Construction has begun on Bethesda Mission’s community center expansion project in Harrisburg’s north Allison Hill neighborhood, mission officials said today.
The 9,000-square-foot facility, located at 1438 Herr St., will house programs for children, teens and families, doubling the size of its current location next door.
“Our donors and the local foundations have really rallied around this project,” said Cindy Mallow, director of development. “We are all thrilled to be able to offer the Herr Street community a true community center for kids, teens and families that need a safe place to learn and grow.”
Bethesda Mission has operated its teen center from a former fire station at 1428 Herr St. since 1990. It purchased the property next door, the former Kurzenkabe Press facility, for $275,000 in 2015, according to Dauphin County property records.

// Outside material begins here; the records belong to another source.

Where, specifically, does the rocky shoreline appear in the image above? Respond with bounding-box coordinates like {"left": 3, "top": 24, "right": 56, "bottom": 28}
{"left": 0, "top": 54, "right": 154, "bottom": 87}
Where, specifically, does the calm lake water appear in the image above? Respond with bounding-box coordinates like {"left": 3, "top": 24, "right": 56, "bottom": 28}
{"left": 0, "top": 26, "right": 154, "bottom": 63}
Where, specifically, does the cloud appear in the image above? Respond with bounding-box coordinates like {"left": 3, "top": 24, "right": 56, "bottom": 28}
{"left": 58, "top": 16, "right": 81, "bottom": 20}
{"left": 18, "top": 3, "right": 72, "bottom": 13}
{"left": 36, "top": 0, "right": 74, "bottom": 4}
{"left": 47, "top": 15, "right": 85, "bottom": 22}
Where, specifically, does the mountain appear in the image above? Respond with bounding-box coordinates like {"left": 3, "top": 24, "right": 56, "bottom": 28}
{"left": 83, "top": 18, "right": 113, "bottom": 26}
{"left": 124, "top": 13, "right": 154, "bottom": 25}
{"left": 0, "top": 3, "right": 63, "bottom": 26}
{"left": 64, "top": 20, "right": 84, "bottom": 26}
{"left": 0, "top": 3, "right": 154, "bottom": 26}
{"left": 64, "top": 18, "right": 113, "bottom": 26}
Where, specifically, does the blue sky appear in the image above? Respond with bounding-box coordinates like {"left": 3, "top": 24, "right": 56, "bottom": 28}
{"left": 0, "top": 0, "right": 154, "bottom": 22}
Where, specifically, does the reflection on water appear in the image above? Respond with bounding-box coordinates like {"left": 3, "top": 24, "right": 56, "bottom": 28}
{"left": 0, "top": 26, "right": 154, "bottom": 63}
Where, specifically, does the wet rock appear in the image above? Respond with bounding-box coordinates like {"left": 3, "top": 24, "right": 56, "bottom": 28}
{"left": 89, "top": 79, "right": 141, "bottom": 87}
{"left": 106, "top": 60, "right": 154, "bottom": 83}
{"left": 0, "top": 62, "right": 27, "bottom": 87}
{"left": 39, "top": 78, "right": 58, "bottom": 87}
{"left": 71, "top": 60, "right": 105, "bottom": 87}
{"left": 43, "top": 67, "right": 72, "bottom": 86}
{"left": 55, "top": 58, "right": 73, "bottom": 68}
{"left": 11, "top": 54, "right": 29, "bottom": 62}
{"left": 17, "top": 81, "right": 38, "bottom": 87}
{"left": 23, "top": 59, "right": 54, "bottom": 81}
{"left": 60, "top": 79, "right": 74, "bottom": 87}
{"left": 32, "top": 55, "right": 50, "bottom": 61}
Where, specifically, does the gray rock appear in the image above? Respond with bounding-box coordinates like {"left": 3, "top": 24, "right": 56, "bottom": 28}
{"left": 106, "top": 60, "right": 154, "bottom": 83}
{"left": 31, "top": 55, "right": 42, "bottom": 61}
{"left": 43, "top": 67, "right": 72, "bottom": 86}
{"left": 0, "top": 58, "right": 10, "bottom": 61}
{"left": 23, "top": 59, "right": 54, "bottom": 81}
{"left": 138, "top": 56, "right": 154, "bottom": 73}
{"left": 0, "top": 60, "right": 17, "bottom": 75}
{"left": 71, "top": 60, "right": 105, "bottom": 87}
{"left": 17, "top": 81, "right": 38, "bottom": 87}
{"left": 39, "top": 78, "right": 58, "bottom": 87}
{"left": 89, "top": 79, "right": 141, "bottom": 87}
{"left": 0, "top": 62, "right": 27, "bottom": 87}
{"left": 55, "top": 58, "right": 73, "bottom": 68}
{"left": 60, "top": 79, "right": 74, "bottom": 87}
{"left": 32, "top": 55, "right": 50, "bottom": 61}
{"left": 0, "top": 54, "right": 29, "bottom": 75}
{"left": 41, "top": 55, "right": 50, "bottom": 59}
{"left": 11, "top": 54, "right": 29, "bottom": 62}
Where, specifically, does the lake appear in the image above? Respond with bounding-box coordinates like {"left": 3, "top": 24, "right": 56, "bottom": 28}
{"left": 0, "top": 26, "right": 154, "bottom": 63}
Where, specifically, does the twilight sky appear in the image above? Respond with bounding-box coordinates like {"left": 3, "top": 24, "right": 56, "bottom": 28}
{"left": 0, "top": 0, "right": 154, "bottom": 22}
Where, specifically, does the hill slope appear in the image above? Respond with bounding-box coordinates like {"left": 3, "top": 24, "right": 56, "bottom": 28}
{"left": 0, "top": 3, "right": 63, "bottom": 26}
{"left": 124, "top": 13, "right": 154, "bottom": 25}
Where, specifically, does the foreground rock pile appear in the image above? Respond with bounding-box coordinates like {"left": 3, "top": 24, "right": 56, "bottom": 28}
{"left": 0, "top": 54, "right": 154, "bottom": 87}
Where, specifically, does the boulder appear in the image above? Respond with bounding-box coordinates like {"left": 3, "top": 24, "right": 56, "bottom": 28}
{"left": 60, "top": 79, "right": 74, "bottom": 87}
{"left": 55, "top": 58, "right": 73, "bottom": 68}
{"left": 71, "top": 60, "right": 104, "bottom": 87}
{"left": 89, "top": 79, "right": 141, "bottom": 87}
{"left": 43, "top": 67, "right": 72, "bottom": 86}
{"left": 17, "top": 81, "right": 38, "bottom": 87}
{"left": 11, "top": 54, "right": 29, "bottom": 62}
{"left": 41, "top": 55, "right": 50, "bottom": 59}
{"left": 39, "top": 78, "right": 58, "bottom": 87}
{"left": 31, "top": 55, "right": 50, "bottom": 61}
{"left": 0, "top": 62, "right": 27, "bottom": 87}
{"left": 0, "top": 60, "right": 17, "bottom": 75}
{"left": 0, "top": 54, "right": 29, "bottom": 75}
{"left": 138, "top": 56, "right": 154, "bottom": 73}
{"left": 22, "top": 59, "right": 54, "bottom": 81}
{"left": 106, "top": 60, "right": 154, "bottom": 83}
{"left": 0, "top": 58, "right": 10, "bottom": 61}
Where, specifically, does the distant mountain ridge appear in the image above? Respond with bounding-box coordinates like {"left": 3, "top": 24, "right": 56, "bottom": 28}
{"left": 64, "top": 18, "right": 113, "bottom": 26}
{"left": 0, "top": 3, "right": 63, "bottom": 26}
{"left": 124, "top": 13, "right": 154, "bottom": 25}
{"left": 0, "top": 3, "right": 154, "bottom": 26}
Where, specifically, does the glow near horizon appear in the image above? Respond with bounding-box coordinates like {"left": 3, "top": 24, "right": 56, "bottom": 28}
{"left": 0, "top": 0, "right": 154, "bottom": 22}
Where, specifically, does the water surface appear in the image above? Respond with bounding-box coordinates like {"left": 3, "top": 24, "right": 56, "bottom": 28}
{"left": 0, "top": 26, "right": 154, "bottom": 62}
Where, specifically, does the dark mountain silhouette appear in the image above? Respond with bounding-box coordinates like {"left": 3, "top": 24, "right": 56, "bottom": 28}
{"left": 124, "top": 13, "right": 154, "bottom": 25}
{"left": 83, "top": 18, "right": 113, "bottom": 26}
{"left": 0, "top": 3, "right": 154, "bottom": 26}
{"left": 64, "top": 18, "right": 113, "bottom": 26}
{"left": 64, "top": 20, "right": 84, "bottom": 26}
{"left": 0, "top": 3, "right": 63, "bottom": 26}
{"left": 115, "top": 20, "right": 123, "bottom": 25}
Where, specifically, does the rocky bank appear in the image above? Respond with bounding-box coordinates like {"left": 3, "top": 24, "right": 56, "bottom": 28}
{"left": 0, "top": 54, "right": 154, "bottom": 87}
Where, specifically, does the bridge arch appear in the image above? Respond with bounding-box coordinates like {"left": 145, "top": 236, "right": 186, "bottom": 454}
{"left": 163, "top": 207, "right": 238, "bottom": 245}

City Council approved the project in February.
In the coming weeks, a crane will remove the steel beam atop the former printing company building to make room for a full-sized gymnasium, according to the mission. The building will include a multi-purpose room, kitchen, community rooms, classrooms and a state-of-the-art computer lab. Outdoor play space also will be added.

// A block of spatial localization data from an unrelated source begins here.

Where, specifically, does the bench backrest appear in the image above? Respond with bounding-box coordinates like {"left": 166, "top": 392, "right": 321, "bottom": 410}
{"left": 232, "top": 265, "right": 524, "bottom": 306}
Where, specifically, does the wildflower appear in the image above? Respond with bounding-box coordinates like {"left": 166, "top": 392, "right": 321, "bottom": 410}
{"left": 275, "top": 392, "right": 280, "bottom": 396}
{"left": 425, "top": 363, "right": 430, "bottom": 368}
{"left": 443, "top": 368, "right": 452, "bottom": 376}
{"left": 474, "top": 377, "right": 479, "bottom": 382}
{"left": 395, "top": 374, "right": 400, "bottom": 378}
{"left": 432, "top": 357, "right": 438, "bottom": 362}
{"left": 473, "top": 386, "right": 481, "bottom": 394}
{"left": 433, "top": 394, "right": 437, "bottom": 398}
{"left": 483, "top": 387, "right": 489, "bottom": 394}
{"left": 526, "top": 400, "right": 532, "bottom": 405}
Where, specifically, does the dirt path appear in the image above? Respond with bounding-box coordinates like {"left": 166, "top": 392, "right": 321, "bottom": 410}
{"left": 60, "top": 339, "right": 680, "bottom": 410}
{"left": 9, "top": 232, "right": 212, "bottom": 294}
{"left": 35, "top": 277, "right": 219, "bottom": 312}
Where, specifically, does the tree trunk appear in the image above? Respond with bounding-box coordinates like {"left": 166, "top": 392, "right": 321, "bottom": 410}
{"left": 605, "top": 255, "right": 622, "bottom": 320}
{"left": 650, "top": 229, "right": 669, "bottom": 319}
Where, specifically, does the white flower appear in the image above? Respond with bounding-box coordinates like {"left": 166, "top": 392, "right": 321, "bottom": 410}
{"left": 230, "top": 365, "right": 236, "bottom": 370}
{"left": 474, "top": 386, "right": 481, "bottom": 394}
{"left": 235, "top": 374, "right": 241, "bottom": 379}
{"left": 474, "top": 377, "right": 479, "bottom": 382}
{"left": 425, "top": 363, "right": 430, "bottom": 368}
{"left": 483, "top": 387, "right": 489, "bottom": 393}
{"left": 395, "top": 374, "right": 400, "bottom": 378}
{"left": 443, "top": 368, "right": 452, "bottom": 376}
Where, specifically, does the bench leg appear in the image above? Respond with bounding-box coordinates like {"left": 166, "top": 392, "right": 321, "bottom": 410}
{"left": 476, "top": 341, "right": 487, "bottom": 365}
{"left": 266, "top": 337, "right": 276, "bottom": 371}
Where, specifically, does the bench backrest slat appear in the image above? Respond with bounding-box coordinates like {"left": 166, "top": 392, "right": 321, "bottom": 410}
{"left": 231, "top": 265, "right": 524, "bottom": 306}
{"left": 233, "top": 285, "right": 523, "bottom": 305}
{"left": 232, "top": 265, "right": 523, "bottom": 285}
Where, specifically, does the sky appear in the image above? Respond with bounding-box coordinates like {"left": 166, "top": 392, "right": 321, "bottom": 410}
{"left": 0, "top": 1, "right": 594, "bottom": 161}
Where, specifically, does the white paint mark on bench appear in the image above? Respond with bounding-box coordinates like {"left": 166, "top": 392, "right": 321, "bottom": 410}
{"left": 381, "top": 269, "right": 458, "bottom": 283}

The first phase of the project, overseen by Pyramid Construction, is expected to be completed in December.
Originally, Bethesda Mission had expected to renovate the existing youth center, housed in the old Shamrock Fire Station, and connect it to the addition. However, it later determined that it would be more cost-effective to demolish the existing firehouse building and construct a one-story structure in its place, with plans to add a second story later on, said Katie Andreano, manager of communications.

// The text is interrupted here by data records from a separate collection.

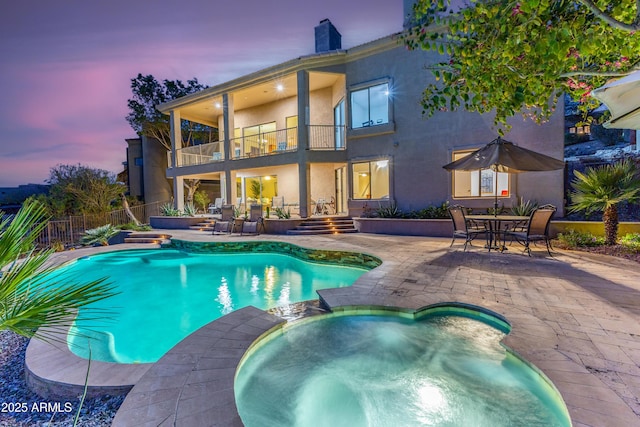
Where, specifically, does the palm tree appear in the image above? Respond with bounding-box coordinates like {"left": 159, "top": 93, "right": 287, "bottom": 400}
{"left": 0, "top": 200, "right": 117, "bottom": 342}
{"left": 570, "top": 160, "right": 640, "bottom": 245}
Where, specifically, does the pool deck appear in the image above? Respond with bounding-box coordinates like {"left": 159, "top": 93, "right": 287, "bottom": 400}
{"left": 31, "top": 231, "right": 640, "bottom": 426}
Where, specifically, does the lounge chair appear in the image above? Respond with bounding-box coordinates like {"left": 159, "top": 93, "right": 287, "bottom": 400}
{"left": 448, "top": 205, "right": 488, "bottom": 251}
{"left": 504, "top": 205, "right": 556, "bottom": 256}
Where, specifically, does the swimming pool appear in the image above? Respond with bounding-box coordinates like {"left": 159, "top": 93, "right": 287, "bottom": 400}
{"left": 59, "top": 247, "right": 371, "bottom": 363}
{"left": 235, "top": 310, "right": 571, "bottom": 427}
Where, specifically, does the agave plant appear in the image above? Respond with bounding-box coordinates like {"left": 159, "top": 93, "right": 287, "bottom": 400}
{"left": 81, "top": 224, "right": 119, "bottom": 246}
{"left": 570, "top": 160, "right": 640, "bottom": 245}
{"left": 0, "top": 200, "right": 117, "bottom": 342}
{"left": 183, "top": 203, "right": 198, "bottom": 217}
{"left": 510, "top": 197, "right": 538, "bottom": 217}
{"left": 160, "top": 203, "right": 182, "bottom": 216}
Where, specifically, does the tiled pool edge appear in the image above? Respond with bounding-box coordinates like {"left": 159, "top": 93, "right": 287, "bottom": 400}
{"left": 167, "top": 239, "right": 382, "bottom": 269}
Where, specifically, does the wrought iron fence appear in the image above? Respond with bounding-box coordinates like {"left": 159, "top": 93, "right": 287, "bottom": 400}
{"left": 35, "top": 200, "right": 166, "bottom": 249}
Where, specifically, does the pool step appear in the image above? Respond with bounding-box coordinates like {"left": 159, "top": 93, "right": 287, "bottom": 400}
{"left": 286, "top": 217, "right": 357, "bottom": 235}
{"left": 124, "top": 232, "right": 172, "bottom": 244}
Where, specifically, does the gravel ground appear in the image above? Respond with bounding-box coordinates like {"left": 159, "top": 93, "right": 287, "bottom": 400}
{"left": 0, "top": 331, "right": 124, "bottom": 427}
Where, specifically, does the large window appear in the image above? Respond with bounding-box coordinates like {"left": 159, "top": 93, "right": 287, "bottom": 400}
{"left": 451, "top": 151, "right": 509, "bottom": 198}
{"left": 352, "top": 160, "right": 389, "bottom": 200}
{"left": 350, "top": 83, "right": 389, "bottom": 129}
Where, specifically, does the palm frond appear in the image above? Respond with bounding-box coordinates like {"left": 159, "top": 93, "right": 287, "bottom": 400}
{"left": 1, "top": 200, "right": 119, "bottom": 342}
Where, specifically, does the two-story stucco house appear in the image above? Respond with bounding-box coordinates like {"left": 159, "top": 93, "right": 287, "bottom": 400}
{"left": 153, "top": 5, "right": 564, "bottom": 219}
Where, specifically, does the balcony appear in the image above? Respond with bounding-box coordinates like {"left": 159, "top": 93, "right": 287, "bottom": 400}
{"left": 169, "top": 125, "right": 345, "bottom": 168}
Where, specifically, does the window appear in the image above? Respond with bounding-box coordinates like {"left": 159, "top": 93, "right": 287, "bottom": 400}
{"left": 451, "top": 151, "right": 509, "bottom": 198}
{"left": 350, "top": 83, "right": 389, "bottom": 129}
{"left": 334, "top": 99, "right": 345, "bottom": 148}
{"left": 352, "top": 160, "right": 389, "bottom": 200}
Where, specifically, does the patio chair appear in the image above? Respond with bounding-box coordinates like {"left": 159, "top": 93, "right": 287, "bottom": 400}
{"left": 504, "top": 205, "right": 556, "bottom": 256}
{"left": 212, "top": 220, "right": 230, "bottom": 235}
{"left": 241, "top": 204, "right": 265, "bottom": 235}
{"left": 208, "top": 197, "right": 223, "bottom": 214}
{"left": 448, "top": 205, "right": 488, "bottom": 251}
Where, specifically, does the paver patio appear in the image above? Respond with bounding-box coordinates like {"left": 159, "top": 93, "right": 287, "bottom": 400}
{"left": 42, "top": 230, "right": 640, "bottom": 426}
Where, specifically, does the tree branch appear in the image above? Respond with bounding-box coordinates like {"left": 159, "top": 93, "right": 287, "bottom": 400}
{"left": 578, "top": 0, "right": 640, "bottom": 31}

Therefore, Bethesda Mission now is raising another $800,000 for the second phase, which it hopes to complete by the end of 2019.
“What a difference this community center has made in the northern section of Allison Hill,” said Executive Director Scott Dunwoody. “For nearly 30 years out of an old firehouse, Bethesda has been fireproofing kids and their families to succeed in life. It is our strategy to prevent these children and teens from becoming adults coming into our shelters, and we have and will continue to help them succeed.”